If its really something you want to do/learn then find one within your budget and start learning... Once you do experience will teach you quickly what you really want or need and at least you'll be bringing in money to help instead of only digging in your pocket... As you and your business grow you'll be expanding and upgrading equipment, as the needs of your business make themselves known...
Over a period of time I have spent an awfull lot of money on better equipment and higher volume.... however not once have i had to go back into my pocket to do so... Good Luck and Welcome to the Wonderfull World of Screen Printing....LOL


----------



## FTWear (Feb 12, 2006)

Squirts said:


> Welcome to the Wonderfull World of Screen Printing....LOL


 That 'LOL' on the end is really encouraging Squirts!
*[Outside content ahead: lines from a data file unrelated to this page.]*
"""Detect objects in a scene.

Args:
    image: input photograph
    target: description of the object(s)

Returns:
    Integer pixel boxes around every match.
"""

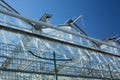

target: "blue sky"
[6,0,120,39]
dfb, I agree with Squirts. The best thing you can do is first of all become screen printing savvy. Comb the forums (this place is the best information resource on the net!) and read up. Write stuff down you didn't know. Then look into starter kits and try it out. There's no better way to do it than by experimenting like crazy!

Good luck 

Annie


----------



## SeasonEnds (Sep 9, 2007)

Apprentice or volunteer at a local screen printing company. Not only will you not have to pay $1000 to figure out if you like it or not, but you will learn how to do it, and likely even learn how to run parts of the business.


----------



## tjmollahan (May 18, 2012)

I built a site for Roger Jennings who has been in the industry for years and provides free instructions. I don't know if I can link to it so google "screenprintingbiz.com" and and it should come up.


----------



## SouthernSwag (May 22, 2012)

Lots of good advice. Find out if you want to do it before buying equipment. Starting out small sounds like a great idea, until you start getting some biz. Then you realize your under equipped and overwhelmed. Plus you waste money on equipment that will get pushed to side for better stuff. I am not saying buy the best out of the gate, but do spend a little more and get some medium grade equip. Good luck with your endeavors and to anyone else that gets in to printing.


----------



## jejenkins0716 (Nov 27, 2012)

I'm also new to this business and trying to grasp where I should begin in getting one started. There are a very few screen printing companies in my area, so where do I go from here.


----------